In cases like this, the effect is often to turn personal blindspots into aspects of professionalism, and to make the interlocuter look stupid for even asking the question. I’ve embarrassed myself dozens of times by asking a better-credentialed scholar whether they’d read a certain book which they felt they didn’t need to have read.

Contrary to Burke’s elder, I think that this is a national or world problem, and not just a matter of certain local departments. To my mind philosophy has become stunted by an enforced agreement on methods and topics, and an opening to continental philosophy or to post-modernism wouldn’t help much because post-modern academics play exactly the same “enforce the paradigm” game that analytic philosopher do, and I don’t usually like them either.

I don’t know the professional status of Quine’s “incommensurable conceptual schemes” these days, but many seem to think that extradisciplinary thought is impossible and undesirable. It just plain isn’t. It’s always possible to take two schemes back toward their pragmatic origins until you find that what they’re talking about more or less the same thing, and then see how the two compare and contrast. It’s very difficult and different than normal science, but it can always be done and it can be very fruitful and liberating. (For example, I’ve spent much of my adult life reading Chinese philosophy from a Western point of view, and Western philosophy from a Chinese point of view).

Both Locke and Descartes tried to reach a pre-schematic direct perception of reality by stripping away imposed doctrine and nomenclature. Of course, neither completely succeeded, and no one will ever completely succeed. But their attempts were fruitful.

I happen to be working on a reading of Descartes’s Discourse on Method from this angle, and I will post it today since it seems relevant.

Third try after 20 minutes

3

Amardeep 12.04.04 at 6:04 pm

I strongly agree with Tim’s attempt to redirect the conversation from the question of the numbers of Republican voters. Red/blue is a deeply simplified idea of ‘politics’.
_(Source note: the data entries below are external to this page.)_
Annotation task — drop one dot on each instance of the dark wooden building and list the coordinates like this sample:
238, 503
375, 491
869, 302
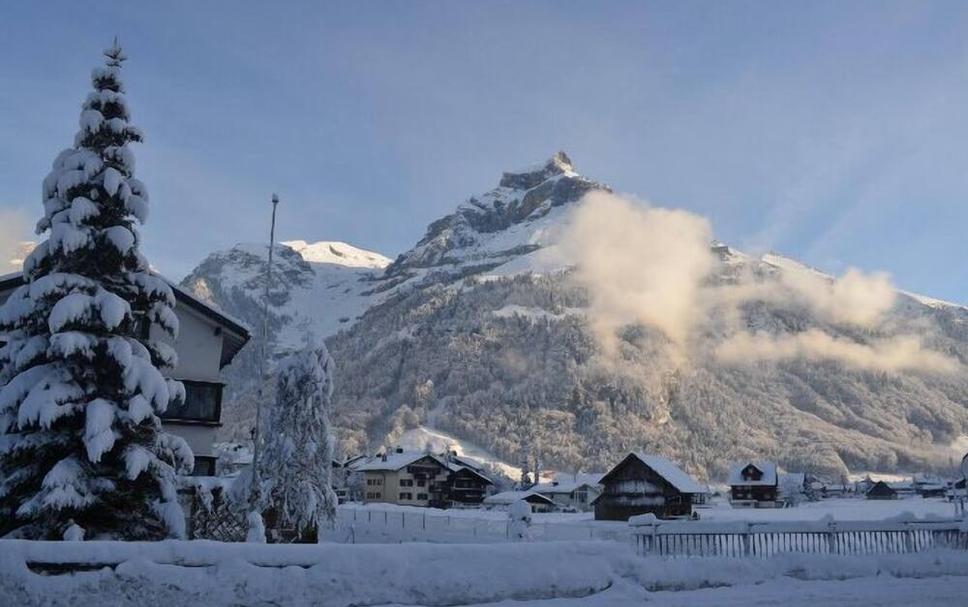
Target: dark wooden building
754, 484
881, 491
466, 487
642, 484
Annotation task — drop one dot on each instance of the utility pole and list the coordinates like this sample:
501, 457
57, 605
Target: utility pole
256, 490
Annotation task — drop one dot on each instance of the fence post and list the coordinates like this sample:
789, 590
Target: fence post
908, 538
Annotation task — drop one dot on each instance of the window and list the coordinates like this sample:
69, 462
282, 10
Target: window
203, 403
204, 466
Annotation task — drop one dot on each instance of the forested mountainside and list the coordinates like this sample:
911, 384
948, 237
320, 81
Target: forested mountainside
486, 330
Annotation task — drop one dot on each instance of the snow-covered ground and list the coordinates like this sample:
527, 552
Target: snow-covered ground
389, 523
546, 574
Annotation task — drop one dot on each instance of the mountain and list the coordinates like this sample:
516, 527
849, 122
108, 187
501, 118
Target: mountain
484, 331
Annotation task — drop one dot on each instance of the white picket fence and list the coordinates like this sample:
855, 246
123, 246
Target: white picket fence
745, 539
362, 525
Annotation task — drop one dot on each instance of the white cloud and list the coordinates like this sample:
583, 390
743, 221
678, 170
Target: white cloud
14, 246
641, 265
651, 266
896, 354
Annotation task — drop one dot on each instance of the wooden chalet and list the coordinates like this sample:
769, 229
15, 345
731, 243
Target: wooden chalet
416, 478
881, 491
753, 485
642, 484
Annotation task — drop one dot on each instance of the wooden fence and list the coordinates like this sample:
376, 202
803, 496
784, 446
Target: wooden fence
743, 539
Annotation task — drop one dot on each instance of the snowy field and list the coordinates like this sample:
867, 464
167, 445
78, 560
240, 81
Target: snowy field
388, 523
545, 573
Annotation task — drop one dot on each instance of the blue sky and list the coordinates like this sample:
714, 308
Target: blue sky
834, 132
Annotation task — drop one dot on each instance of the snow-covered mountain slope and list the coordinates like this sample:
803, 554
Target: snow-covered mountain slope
318, 287
479, 332
501, 231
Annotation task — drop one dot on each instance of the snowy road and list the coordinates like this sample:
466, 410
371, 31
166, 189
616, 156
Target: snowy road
882, 592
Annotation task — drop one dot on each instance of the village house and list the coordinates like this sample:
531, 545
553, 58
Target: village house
572, 491
208, 340
881, 491
753, 485
643, 483
417, 478
503, 500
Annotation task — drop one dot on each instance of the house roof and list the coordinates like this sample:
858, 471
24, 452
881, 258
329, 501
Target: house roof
767, 468
474, 471
398, 460
664, 468
567, 483
509, 497
236, 333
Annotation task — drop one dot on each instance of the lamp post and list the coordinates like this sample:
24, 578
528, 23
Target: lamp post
256, 489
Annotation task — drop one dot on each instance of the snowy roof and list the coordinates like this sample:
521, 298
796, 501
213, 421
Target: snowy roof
458, 467
398, 460
236, 333
667, 470
767, 468
567, 483
509, 497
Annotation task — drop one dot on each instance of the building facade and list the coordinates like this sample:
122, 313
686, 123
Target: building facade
646, 484
753, 485
207, 341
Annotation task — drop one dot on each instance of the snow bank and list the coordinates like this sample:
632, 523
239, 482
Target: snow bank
210, 573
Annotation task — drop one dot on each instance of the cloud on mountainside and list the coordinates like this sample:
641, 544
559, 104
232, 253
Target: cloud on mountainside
651, 266
14, 228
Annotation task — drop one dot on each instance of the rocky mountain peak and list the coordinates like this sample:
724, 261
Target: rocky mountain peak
559, 164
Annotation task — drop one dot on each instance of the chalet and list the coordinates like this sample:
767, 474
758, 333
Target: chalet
208, 340
417, 478
881, 491
643, 483
572, 491
503, 500
753, 485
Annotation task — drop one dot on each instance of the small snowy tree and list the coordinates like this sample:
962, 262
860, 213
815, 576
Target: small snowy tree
519, 521
81, 444
296, 461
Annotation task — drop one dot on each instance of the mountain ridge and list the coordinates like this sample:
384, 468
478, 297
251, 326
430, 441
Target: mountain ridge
481, 327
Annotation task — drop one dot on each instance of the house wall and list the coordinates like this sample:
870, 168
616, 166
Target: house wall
199, 352
199, 346
386, 486
636, 489
199, 349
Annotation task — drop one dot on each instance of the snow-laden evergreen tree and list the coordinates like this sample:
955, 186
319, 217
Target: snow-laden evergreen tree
296, 462
81, 444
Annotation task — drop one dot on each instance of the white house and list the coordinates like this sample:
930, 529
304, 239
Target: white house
572, 491
207, 341
504, 500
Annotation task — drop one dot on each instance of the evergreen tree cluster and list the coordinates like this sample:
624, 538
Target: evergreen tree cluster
88, 340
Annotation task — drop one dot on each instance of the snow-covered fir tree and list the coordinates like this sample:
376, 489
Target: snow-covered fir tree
296, 462
82, 452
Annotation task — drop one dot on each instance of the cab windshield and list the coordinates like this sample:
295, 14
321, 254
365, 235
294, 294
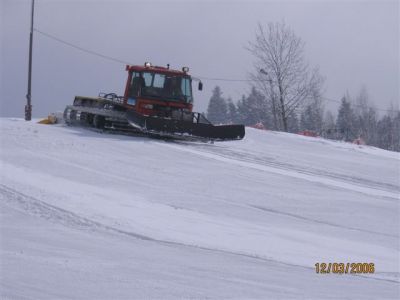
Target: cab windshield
161, 86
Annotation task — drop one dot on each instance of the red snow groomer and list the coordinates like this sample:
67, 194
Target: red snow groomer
158, 101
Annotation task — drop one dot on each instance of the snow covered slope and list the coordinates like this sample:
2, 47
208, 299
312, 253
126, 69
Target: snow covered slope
98, 216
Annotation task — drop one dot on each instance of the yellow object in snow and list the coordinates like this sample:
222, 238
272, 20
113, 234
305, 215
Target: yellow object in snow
51, 119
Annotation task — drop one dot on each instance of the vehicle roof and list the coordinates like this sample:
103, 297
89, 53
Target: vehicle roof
157, 69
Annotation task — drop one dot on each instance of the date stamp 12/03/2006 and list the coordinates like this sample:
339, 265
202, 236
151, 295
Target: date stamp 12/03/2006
344, 268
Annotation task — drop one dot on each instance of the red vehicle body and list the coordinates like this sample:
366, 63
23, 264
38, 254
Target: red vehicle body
142, 104
157, 101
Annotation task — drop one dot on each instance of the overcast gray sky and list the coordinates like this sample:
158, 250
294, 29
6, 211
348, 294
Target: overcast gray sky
354, 43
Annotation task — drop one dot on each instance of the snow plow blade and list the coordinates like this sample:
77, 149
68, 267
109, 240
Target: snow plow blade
190, 126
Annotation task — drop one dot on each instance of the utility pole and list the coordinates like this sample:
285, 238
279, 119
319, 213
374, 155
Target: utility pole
28, 106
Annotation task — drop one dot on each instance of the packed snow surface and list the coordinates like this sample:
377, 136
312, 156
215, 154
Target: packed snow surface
90, 215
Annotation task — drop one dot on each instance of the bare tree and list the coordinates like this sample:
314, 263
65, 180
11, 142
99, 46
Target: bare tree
281, 71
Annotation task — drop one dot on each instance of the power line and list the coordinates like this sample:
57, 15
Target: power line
80, 48
200, 77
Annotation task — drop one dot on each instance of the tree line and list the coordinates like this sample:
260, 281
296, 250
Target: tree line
286, 95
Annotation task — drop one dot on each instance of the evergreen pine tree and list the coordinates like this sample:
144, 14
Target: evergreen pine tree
345, 121
217, 111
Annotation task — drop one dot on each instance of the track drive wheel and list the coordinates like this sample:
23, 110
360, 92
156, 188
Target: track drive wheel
99, 121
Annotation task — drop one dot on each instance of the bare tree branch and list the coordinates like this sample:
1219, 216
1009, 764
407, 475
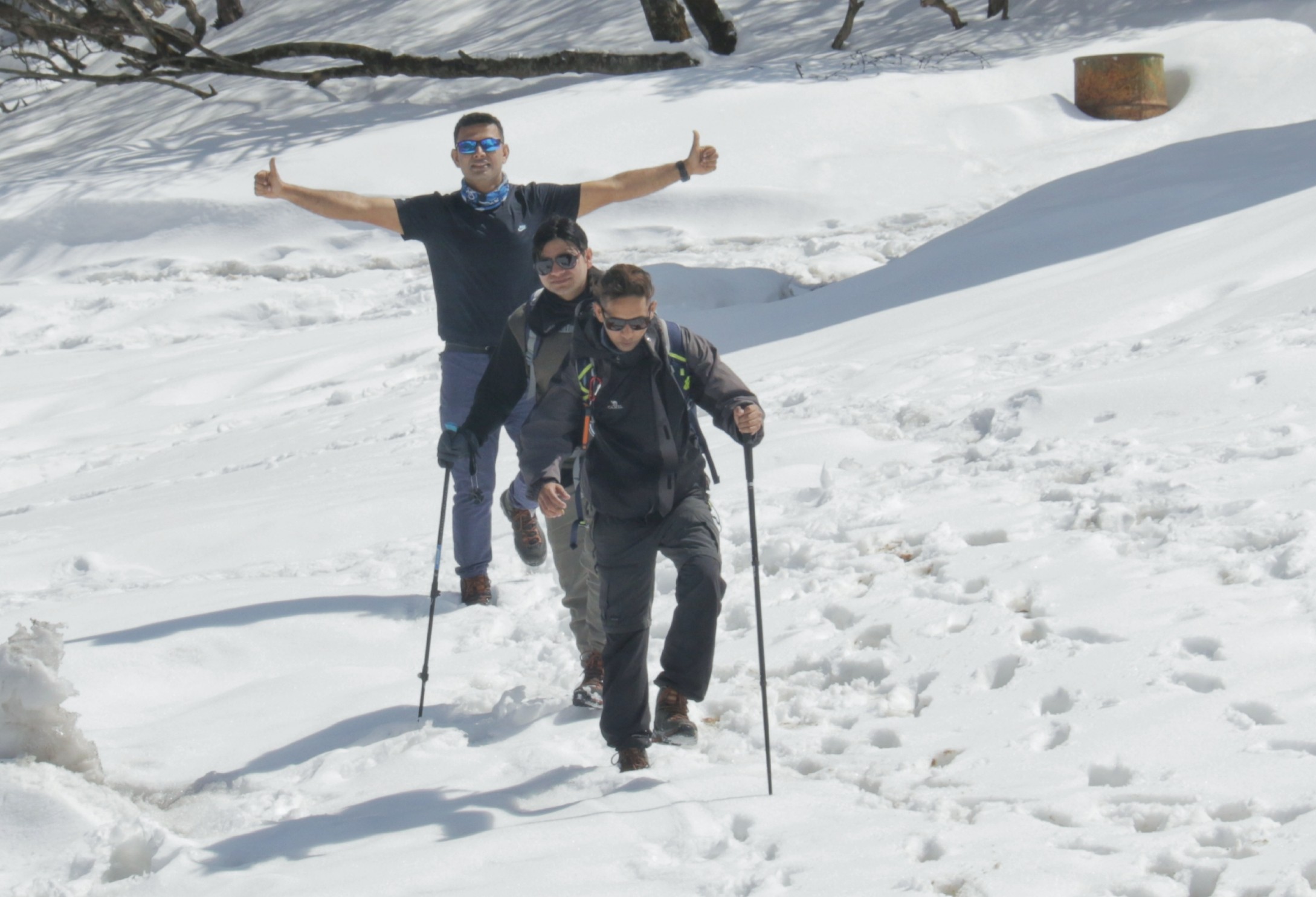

On the question of conservatives and dissenting voices within individual disciplines, I begin to doubt whether there is really a struggle for intellectually conservative scholars to get their work legitimated. Luther Blissett, in a debate on Mark Bauerlein on Erin O’Connor’s blog recently threw up his hands and said, roughly, “Remind me what conservative literary criticism is again?”

I don’t believe that there is a mother-lode of conservative ideas about literature (for example) that are being suppressed by groupthinking liberals. From what I’ve seen, conservatives are currently fighting primarily for the right to say that they are conservative, that they like great books and European civilization.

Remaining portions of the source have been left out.